Hacked

County offices recovering from hacker attack

Mitchell County administration is recovering from an attack by unknown cyber criminals, in which some personal information of county residents was compromised.

In a release just before Christmas, county officials said that “the county determined that there was unauthorized access to the county network between Oct. 16, 2025 and Oct. 20, 2025.  During that time, the cyber criminals took certain county data from its network, which included protected health information. The affected information relates to individuals who received or are receiving services from the county Department of Social Services.”

County officials noticed ransomware on their computer network on Oct. 20. They reported the incident to federal law enforcement and began working with third-party consultants, the North Carolina Joint Cybersecurity Task Force and other agencies to investigate the incident.

For individuals who fear their personal information may have been involved in this data breach, the county has posted guidelines on how to deal with the possibility of identity theft and other information security concerns: https://www.mitchellcountync.gov/notice-of-data-security-incident/

In response to follow-up questions about whether or not any foster-care children or other minors might have had their Social Security numbers compromised in this attack, County Manager Allen Cook said that the investigation is ongoing and that he has been advised not to say anything other than what is in the official release.

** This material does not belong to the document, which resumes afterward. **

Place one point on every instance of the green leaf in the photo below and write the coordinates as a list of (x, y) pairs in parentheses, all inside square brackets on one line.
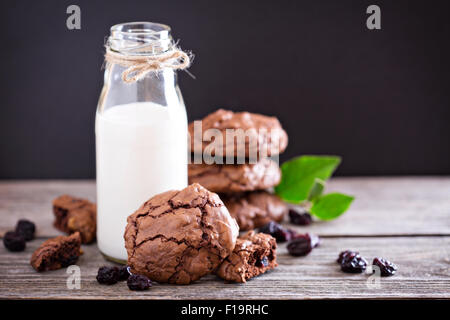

According to the county release, the administration is working to monitor its systems and network access, as well as strengthening its network against future incidents.

Social Services clients and anyone else who might be affected are recommended to monitor their account statements, free credit reports, and health insurance forms, keeping an eye out for unauthorized or suspicious activity.

“The privacy and security of the information we maintain is very important to us, and we remain committed to doing everything we can to maintain the confidentiality of such information,” Cook said in the release. “The county will continue to invest in the internal processes, tools, and resources to reduce the likelihood of future security incidents.”